Hier soir ma fille s’est inquiétée. On ne doit pas avoir assez à
manger. J’ai eu beau lui dire quels étaient mes repas habituels, que je
mange principalement du poisson, du riz, des pâtes, des légumes et des
fruits. Que les pêcheurs ne sortent plus. Et que nous n’avons qu’un tout
petit conservateur en haut du frigo. Que j’ai un stock de boites de
sardines à l’huile d’olive et de boîtes de thon, une dizaine de plats
cuisinés, quelques boites de conserves de légumes, mes conserves de
cèpes et d’oronges des Césars – le luxe ! conserves « maison » bios et
tout et tout – , du pâté de Périgueux, des saucissons, du riz, des
pâtes, du vermicelle, des biscottes, de la confiture, du miel de
Jumilhac et de Saint-Yrieix pour longtemps – il nous en reste même de
l’an dernier (je sais faire les exercices d’arithmétique), que notre
marchand de légumes et de fruits et de produits laitiers habite la rue
d’à côté et va nous livrer de frais. Et pas de problème pour le
contacter… elle nous a passé une commande au Casino devant lequel je
passais à vélo tous les jours avant le confinement. Et même quelques
bonnes bouteilles de vin, et du cidre breton.
Et je m’inquiète ! vous vous inquiéteriez vous aussi en lisant ce que
je lis dans les conditions générales que m’adresse Casino :
Conformément à la réglementation en vigueur sur la vente
d’alcool, toute commande dépassant le volume maximum autorisé, ne pourra
être honorée, à savoir :
– 10 litres pour les alcools et boissons spiritueuses (toutes boissons d’un degré alcoolique supérieur à 22 % vol.)
– 60 litres pour les vins mousseux
– 90 litres pour les vins et produits fermentés (cidres.)

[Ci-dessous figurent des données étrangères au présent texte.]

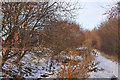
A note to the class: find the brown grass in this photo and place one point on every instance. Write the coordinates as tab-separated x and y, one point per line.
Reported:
113	58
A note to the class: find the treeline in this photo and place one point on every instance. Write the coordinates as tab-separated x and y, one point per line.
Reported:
105	38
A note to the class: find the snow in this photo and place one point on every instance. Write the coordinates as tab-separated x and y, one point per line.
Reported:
110	68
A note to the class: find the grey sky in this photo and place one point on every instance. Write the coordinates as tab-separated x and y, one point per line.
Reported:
92	13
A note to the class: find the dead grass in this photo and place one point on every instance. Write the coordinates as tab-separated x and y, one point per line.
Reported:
74	69
113	58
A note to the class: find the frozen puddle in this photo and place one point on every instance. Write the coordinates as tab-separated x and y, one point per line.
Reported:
110	68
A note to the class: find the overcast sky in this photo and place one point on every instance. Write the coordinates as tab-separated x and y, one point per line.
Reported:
92	13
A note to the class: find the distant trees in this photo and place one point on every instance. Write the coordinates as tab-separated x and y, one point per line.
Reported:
108	33
65	35
26	25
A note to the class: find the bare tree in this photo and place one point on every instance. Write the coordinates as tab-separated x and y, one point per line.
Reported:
22	21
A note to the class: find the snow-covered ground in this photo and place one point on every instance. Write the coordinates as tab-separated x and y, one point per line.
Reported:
110	68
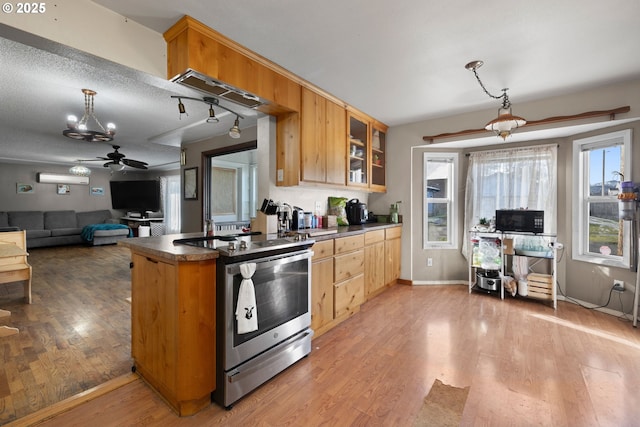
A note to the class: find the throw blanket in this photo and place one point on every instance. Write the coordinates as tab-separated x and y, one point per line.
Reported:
88	230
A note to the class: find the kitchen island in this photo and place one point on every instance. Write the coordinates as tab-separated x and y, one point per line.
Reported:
173	309
173	301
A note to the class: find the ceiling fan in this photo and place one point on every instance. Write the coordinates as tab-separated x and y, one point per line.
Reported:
117	161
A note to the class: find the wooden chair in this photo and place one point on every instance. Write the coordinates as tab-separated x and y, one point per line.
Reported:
14	267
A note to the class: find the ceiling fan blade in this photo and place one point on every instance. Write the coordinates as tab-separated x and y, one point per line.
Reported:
115	156
135	163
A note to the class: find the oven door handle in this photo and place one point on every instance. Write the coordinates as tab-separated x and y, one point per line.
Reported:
268	262
260	362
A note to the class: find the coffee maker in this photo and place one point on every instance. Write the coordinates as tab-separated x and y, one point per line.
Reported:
297	219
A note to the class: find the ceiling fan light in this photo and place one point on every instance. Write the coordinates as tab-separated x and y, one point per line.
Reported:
212	116
80	170
234	132
72	121
79	130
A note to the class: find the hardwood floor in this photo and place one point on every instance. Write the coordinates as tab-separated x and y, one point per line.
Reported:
75	335
525	363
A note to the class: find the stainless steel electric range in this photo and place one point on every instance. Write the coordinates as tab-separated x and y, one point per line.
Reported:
282	284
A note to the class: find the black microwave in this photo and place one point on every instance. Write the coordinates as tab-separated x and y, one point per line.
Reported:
522	220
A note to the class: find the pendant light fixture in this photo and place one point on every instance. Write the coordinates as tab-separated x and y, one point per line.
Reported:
234	132
506	121
79	129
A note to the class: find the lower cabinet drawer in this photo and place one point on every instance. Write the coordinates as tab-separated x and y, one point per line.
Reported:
348	265
348	295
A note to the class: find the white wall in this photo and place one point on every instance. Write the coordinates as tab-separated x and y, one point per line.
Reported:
85	25
406	145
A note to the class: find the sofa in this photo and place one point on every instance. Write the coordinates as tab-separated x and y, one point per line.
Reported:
67	227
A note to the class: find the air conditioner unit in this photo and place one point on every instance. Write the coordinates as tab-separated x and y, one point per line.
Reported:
61	178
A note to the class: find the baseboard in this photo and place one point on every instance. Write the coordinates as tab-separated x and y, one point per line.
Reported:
437	282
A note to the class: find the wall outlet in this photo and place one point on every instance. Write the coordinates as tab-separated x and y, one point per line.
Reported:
618	285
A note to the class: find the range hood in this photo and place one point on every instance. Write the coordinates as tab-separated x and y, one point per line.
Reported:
206	84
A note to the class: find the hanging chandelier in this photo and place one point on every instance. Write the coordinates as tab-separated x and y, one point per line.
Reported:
506	121
79	129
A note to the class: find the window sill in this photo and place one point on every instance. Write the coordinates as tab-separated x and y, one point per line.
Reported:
601	261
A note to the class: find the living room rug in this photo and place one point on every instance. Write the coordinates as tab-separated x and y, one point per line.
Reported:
443	406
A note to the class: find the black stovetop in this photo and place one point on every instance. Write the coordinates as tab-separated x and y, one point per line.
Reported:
249	245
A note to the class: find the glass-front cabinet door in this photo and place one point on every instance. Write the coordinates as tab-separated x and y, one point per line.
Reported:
378	157
359	151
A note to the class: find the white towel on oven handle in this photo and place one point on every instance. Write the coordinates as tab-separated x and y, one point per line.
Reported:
246	310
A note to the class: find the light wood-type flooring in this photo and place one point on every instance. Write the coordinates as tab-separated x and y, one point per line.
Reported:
74	336
526	365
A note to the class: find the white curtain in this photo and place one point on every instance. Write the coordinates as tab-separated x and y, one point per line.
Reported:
170	194
511	179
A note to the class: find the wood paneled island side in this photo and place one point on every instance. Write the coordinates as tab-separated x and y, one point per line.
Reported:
173	310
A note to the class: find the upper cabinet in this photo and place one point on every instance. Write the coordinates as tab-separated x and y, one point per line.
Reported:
367	151
322	133
319	139
359	151
378	157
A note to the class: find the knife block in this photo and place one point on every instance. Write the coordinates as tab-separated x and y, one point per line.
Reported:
266	224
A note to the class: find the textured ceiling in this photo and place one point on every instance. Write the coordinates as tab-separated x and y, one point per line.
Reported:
399	62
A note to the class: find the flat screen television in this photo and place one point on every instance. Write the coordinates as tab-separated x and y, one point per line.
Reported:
135	195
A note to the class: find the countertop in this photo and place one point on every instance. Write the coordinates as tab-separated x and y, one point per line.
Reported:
163	246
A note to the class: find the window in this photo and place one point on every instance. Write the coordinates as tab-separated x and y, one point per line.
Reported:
439	189
600	163
518	178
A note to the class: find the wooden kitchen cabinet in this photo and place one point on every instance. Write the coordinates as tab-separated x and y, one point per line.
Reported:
322	133
374	263
173	328
378	157
348	276
349	296
359	150
346	271
322	285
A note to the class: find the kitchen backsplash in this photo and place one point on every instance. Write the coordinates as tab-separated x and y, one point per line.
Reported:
306	197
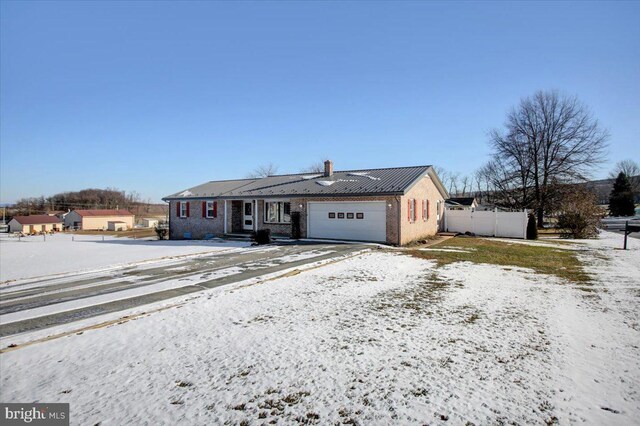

– 110 litres pour les bières
– 20 litres pour les autres boissons (entre 1,2 % vol. et 22 % vol.)
-Toute commande de sucre ne pourra excéder 25 kg.
Pas de doute, nous sommes entrés dans une époque de rationnement,
celle dont me parlaient mes parents ! celle de la dernière guerre. »
Nous sommes en guerre ! »
Je comprends pourquoi une caissière m’a dit que des gens s’inquiètent : y aura-t-il toujours de la bière ?
P.S. Lettre d’Italie
Lettre d’Italie,
Il est 00h28 à Brescia.
« Je vous écris d’Italie, je vous écris donc depuis votre futur. Nous
sommes maintenant là où vous serez dans quelques jours. Les courbes de
l’épidémie nous montrent embrassés en une danse parallèle dans laquelle
nous nous trouvons quelques pas devant vous sur la ligne du temps, tout
comme Wuhan l’était par rapport à nous il y a quelques semaines. Nous
voyons que vous vous comportez comme nous nous sommes comportés. Vous
avez les mêmes discussions que celles que nous avions il y a encore peu
de temps, entre ceux qui encore disent « toutes ces histoires pour ce
qui est juste un peu plus qu’une grippe », et ceux qui ont déjà compris.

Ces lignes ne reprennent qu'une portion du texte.